Finally, a muffin recipe that fuels your body and satisfies your cravings for baked breakfast goods. These Blueberry muffins are vegan, fat-free and sugar-free. They are made with whole wheat flour, sweetened with the natural goodness of bananas, blueberries, and applesauce; they taste really really good.
I make them pretty regularly, using whatever fruit has come out of the garden. They make a fantastic breakfast to take to work if you aren’t big on eating at the crack of dawn. They are also perfect for making ahead because when put in the fridge, they can provide a healthy breakfast all week as you rush off to work.
2 cups whole wheat flour (white flour also works great)
1 tsp baking soda
1/2 tsp cinnamon
1/2 tsp salt
1 1/2 tsp baking powder
2/3 cup almond milk
1 tsp vanilla
2 mashed bananas
2/3 cup apple sauce (I use no sugar added)
1 cup blueberries
1 tsp chia seeds (totally optional, but I love the added omegas)
Mix all the dry ingredients together in a big bowl. Mix wet ingredients together and then add them to the dry. Stir wet and dry together with a fork, being careful not to over mix.If the mixture feels especially dry, add another splash of almond milk. It will vary based on how ripe the bananas are.
Add chia seeds and blueberries, mixing until combined.
Place mixture in either muffin tins with papers or in a mini loaf pan. If you don’t want to use muffin papers, you can just spray the muffin tin with a little bit of olive oil spray and the muffins will come out like a charm.
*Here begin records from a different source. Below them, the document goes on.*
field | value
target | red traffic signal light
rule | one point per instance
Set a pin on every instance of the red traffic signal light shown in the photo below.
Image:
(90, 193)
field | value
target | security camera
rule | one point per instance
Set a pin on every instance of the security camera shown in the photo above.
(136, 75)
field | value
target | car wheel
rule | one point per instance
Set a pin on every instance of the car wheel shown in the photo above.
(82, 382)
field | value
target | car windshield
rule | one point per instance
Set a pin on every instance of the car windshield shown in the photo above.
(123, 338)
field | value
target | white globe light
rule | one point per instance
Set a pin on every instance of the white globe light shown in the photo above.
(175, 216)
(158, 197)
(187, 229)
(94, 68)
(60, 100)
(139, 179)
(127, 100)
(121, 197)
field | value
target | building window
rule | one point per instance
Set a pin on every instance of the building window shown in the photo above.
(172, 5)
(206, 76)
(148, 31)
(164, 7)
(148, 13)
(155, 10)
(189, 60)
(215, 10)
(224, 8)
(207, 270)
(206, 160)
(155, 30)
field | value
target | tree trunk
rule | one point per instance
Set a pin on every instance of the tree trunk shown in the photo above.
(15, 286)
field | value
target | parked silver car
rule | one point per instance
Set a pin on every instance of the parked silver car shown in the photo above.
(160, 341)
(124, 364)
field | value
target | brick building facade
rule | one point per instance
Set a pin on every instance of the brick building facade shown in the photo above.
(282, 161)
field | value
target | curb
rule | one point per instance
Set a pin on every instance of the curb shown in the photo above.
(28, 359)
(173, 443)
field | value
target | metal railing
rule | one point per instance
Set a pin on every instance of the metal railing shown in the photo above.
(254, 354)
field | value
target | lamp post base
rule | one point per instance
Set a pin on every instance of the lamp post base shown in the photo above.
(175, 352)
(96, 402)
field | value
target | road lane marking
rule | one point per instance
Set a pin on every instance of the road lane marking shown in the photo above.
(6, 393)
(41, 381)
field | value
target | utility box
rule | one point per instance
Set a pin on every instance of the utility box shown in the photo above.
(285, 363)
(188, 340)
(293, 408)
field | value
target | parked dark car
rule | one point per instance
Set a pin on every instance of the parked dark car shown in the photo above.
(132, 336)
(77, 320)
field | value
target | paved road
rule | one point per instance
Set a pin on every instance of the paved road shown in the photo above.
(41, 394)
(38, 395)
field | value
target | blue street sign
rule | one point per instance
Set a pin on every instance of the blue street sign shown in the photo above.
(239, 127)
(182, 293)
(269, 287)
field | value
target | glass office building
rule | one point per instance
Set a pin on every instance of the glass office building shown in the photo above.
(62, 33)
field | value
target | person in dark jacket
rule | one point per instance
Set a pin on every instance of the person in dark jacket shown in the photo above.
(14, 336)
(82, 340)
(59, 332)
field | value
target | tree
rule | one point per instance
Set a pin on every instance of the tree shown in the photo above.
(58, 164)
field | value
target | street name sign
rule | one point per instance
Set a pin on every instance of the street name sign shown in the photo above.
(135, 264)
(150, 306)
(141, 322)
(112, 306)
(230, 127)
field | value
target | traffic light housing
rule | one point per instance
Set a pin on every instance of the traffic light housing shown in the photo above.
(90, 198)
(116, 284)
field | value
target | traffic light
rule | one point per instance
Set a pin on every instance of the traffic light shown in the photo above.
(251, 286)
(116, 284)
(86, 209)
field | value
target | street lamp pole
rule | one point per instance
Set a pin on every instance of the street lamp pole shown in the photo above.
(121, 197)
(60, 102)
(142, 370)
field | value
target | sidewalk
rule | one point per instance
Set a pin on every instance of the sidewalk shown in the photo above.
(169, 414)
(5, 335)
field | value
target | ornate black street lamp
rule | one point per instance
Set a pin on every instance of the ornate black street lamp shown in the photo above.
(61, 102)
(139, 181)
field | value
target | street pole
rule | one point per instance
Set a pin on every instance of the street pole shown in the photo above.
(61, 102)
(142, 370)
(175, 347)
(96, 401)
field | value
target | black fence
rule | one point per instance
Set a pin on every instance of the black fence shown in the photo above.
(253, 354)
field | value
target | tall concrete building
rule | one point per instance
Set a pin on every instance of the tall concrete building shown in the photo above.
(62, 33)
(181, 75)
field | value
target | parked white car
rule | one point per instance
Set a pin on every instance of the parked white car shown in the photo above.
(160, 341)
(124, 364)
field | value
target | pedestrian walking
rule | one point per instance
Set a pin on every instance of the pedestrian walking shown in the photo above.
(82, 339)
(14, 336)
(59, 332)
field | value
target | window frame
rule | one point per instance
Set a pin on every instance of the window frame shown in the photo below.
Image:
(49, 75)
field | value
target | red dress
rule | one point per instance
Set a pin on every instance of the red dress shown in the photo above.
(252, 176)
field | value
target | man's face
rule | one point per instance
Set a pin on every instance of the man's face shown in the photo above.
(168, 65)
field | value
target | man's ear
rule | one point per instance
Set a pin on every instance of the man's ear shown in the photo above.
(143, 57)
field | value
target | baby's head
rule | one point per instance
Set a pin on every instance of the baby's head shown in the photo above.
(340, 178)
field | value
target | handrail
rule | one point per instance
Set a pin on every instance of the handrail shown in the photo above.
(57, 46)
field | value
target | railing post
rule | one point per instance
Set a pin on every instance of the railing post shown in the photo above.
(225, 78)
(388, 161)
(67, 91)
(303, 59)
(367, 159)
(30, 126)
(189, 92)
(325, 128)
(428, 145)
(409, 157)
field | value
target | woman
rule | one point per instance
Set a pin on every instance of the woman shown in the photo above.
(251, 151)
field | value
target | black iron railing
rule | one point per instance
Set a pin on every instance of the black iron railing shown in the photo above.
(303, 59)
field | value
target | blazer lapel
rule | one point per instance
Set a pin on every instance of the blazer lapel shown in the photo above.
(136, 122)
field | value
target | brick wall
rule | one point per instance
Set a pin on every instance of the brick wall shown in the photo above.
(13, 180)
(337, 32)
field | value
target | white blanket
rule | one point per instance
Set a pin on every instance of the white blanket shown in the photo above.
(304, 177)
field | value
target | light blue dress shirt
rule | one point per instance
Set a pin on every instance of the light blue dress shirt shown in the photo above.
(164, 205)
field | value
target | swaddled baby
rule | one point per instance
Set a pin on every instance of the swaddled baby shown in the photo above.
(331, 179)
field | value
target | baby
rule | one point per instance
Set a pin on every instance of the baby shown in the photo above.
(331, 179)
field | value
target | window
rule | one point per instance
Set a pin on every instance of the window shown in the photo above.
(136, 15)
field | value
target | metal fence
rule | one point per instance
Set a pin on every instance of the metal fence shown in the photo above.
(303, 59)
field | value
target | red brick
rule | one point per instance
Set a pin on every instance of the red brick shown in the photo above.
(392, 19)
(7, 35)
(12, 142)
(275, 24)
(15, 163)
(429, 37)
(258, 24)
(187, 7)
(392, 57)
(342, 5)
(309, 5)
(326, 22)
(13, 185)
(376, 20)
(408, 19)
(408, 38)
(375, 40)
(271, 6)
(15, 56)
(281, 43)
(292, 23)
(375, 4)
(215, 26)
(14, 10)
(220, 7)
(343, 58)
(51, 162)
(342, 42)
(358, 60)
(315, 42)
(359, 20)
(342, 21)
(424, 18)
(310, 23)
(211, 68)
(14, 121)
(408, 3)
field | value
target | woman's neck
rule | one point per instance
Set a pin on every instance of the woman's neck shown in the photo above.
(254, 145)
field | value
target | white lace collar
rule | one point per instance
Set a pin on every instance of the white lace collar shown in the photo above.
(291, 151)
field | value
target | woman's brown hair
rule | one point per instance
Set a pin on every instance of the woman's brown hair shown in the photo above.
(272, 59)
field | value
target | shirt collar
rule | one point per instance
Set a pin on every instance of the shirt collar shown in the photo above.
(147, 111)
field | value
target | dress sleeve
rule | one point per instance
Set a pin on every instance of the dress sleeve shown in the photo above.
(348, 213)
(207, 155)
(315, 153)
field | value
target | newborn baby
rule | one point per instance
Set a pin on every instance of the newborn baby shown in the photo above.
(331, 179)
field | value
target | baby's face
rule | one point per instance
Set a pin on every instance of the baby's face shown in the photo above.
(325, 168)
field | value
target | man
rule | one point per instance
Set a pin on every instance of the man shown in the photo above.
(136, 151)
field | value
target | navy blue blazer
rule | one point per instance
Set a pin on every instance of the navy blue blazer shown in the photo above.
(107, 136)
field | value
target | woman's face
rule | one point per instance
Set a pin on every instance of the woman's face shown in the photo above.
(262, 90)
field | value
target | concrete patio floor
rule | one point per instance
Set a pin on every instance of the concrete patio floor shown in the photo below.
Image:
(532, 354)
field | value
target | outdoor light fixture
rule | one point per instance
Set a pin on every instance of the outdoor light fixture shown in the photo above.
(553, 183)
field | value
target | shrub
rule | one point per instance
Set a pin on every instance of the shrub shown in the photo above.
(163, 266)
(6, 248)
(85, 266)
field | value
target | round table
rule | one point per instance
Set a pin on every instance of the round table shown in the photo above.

Sometimes, I’ll take whatever fresh fruit we have growing and throw it into the middle of each muffin. I’ve used mini strawberries and cherries, both have turned out delicious.
Bake at 350 degrees for about 20 – 30mins, or until the muffins turn a nice golden brown color on the sides. The top may still appear slightly white because of their lack of diary. Enjoy!